Experimental Analysis of Algorithms

It’s been a busy two weeks since I got back in town. The PBFs who went to “the field” for their summer abroad have returned with lots of fun and interesting stories. A new batch of PBFs and PGFs has arrived, bringing IHME to it’s planned capacity of around 100 heads. And I’ve been getting deeply into experimental analysis of a gaussian process regression technique, much like the one we used for estimating child mortality rates.

Maybe I’ll work on it publicly here on healthy algorithms. I’ll see if that seems too boring as I proceed.

For the moment, I’m just looking for reading suggestions. I was very inspired by David Johnson’s papaer A Theoretician’s Guide to the Experimental Analysis of Algorithms when I read it, but that was years ago. I’m going to have to read it again. What else do you recommend like this?


Filed under TCS

7 responses to “Experimental Analysis of Algorithms

  1. Abner Huang

    Toby Walsh has a webpage of Empirical Methods in CS and AI.

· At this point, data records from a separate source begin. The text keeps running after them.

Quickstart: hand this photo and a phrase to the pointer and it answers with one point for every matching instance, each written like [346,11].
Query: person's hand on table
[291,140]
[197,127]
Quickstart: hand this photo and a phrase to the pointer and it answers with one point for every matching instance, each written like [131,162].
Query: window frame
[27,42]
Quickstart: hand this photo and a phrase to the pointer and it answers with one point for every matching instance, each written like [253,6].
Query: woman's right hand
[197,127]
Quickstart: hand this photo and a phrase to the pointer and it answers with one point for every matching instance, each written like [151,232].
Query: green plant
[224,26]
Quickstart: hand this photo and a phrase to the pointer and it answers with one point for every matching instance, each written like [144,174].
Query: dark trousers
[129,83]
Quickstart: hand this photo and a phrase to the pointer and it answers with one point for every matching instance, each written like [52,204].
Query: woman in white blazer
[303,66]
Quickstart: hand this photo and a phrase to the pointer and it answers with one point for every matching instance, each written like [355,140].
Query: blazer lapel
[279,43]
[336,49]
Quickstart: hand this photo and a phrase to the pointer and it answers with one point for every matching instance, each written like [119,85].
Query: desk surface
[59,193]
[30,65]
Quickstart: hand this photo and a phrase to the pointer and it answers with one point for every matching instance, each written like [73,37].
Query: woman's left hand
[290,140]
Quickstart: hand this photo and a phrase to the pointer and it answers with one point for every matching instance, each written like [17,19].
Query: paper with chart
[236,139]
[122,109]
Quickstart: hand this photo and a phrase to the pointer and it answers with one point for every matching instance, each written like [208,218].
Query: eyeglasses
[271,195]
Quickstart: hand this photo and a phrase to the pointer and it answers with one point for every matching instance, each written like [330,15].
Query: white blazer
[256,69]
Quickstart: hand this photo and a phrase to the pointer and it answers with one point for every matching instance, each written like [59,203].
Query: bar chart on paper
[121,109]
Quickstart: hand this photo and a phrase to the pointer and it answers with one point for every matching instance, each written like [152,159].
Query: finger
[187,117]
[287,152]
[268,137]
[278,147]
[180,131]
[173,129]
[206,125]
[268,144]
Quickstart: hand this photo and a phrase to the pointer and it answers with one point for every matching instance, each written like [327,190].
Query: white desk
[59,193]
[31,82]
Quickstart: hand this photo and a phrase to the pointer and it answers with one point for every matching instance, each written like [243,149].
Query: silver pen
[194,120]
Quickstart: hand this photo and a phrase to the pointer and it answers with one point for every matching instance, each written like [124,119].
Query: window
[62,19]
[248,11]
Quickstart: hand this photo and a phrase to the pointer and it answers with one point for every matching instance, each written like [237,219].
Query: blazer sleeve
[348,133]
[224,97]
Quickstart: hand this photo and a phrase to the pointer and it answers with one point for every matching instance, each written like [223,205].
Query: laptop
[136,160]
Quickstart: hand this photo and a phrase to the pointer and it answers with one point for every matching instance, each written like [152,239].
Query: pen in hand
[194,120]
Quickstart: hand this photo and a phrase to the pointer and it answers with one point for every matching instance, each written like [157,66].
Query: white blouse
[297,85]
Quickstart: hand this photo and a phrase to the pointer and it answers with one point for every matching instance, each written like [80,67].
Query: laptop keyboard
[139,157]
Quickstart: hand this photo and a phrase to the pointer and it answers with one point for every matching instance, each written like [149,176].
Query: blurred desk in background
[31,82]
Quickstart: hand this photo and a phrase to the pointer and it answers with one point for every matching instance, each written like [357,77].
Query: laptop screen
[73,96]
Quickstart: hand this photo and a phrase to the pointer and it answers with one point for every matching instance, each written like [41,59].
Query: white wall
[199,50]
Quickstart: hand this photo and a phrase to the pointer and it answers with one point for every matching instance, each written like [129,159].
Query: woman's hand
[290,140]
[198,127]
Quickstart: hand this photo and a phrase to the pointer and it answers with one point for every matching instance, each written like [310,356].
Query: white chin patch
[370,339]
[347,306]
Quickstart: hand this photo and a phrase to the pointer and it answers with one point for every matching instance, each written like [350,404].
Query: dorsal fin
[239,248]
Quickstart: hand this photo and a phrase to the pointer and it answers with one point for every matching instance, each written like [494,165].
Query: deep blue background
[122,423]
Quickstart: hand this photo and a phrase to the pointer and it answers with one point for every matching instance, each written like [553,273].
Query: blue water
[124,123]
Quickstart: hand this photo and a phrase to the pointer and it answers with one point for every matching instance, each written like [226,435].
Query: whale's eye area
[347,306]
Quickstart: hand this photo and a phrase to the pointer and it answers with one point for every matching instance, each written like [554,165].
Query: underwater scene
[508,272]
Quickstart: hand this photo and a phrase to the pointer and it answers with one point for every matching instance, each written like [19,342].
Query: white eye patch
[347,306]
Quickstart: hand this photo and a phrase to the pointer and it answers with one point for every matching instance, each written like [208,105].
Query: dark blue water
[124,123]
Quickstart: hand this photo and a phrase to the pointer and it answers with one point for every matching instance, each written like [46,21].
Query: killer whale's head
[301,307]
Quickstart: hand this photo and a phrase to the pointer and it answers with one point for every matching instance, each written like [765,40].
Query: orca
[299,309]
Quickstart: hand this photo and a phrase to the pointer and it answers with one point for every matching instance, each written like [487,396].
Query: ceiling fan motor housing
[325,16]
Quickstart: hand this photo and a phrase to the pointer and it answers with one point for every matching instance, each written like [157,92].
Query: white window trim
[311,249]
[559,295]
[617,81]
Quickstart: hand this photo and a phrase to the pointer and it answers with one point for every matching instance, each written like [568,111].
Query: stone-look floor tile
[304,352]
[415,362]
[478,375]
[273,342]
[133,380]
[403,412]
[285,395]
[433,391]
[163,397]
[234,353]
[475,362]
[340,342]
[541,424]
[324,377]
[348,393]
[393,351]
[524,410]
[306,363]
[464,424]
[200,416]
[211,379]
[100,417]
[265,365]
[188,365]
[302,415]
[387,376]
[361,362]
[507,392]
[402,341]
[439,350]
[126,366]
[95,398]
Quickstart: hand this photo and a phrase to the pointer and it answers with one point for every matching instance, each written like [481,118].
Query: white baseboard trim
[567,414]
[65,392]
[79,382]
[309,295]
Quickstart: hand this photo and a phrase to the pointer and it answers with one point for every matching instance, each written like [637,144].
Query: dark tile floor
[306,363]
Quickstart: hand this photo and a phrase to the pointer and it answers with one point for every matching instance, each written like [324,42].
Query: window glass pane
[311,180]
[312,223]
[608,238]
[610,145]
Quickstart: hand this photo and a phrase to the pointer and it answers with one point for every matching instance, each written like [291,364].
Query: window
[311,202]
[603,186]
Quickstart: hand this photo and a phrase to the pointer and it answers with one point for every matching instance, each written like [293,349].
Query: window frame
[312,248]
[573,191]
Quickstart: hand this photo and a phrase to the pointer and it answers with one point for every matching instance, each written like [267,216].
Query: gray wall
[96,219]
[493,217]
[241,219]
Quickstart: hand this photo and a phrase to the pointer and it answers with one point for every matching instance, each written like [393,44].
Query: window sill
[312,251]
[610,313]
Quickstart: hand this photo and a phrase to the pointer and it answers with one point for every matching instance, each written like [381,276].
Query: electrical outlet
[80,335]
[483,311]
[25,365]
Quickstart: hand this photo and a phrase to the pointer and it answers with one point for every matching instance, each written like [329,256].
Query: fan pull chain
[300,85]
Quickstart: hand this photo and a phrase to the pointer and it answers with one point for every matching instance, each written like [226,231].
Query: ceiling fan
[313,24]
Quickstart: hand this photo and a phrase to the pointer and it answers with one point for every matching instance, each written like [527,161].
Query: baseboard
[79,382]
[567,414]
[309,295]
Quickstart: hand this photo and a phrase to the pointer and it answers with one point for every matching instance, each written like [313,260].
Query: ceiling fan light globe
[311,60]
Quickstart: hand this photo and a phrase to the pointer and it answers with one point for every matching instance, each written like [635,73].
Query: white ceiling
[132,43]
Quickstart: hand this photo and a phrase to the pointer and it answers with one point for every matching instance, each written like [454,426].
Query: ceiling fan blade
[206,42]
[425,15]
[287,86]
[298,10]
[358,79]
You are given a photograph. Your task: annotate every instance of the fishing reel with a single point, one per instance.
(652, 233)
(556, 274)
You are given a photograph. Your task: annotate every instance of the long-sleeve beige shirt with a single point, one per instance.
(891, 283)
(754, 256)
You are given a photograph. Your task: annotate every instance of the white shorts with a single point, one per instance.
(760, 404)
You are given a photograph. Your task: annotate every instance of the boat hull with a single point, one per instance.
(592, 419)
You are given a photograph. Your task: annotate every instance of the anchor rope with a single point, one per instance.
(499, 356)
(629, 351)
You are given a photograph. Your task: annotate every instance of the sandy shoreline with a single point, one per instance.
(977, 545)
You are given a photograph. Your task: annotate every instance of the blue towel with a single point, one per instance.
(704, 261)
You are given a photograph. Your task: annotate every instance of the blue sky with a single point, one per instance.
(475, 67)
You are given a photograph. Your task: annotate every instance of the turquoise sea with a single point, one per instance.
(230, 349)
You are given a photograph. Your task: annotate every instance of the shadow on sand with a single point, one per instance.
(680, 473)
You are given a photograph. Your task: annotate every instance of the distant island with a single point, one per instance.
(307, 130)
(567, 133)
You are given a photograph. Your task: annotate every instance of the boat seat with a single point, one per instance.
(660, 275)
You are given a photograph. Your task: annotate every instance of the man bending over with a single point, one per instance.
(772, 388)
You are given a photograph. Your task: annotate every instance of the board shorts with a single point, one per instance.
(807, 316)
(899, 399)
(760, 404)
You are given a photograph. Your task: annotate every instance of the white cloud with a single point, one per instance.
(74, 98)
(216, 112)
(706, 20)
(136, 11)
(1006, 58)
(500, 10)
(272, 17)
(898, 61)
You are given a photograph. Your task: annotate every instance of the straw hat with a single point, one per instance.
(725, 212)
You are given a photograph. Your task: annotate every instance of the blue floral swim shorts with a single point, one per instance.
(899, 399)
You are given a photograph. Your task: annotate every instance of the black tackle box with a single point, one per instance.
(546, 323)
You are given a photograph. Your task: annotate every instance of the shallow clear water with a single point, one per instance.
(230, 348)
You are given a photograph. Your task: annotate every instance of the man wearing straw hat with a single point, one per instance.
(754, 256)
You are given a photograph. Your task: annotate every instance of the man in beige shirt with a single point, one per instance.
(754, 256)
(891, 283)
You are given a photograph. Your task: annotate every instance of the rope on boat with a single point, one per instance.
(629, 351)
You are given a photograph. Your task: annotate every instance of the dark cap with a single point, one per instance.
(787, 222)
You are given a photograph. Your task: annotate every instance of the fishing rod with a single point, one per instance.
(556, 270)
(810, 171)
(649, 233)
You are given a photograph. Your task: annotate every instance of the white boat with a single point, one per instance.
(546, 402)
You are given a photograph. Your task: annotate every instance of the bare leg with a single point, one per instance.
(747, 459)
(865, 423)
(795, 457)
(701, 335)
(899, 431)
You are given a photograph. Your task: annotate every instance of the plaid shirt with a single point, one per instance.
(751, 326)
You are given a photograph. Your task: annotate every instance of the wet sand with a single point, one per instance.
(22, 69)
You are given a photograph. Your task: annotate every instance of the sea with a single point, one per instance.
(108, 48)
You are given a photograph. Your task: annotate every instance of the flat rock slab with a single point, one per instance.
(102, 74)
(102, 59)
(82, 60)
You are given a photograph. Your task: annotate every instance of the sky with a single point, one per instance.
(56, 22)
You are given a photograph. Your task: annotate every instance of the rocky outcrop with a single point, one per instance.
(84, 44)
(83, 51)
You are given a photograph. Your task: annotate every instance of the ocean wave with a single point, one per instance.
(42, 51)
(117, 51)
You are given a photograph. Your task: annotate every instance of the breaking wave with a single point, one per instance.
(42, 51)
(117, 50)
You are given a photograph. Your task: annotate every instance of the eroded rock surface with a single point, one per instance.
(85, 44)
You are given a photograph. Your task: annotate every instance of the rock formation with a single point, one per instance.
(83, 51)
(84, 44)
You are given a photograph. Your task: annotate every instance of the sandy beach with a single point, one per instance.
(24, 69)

  2. @Abner: Thanks, that’s a nice collection. It’s all contemporaneous to Johnson’s article, though. Is there anything new out there I should know about?

  3. I’ve done some more web-searching (partially inspired by David Johnson’s Principle 2, paraphrased here as do your freaking homework), and here is my shortlist to read of recent papers on the subject:

    Click to access Dalal_Streaming_final.pdf


    Click to access ed3.pdf

    Catherine McGeoch is the researcher who’s been publishing on this the longest, it seems, and her webpage says that she has a book-in-progress on this exact topic. Maybe that is what I need.

  4. Another to-be-published book, this one with a publisher’s webpage: http://www.springer.com/computer/ai/book/978-3-642-02537-2

  5. Pingback: MCMC in Python: Part IIb of PyMC Step Methods and their pitfalls | Healthy Algorithms

  6. Anonymous

    Catherine McGeoch: A Guide to Experimental Algorithmics, Cambridge Press 2012.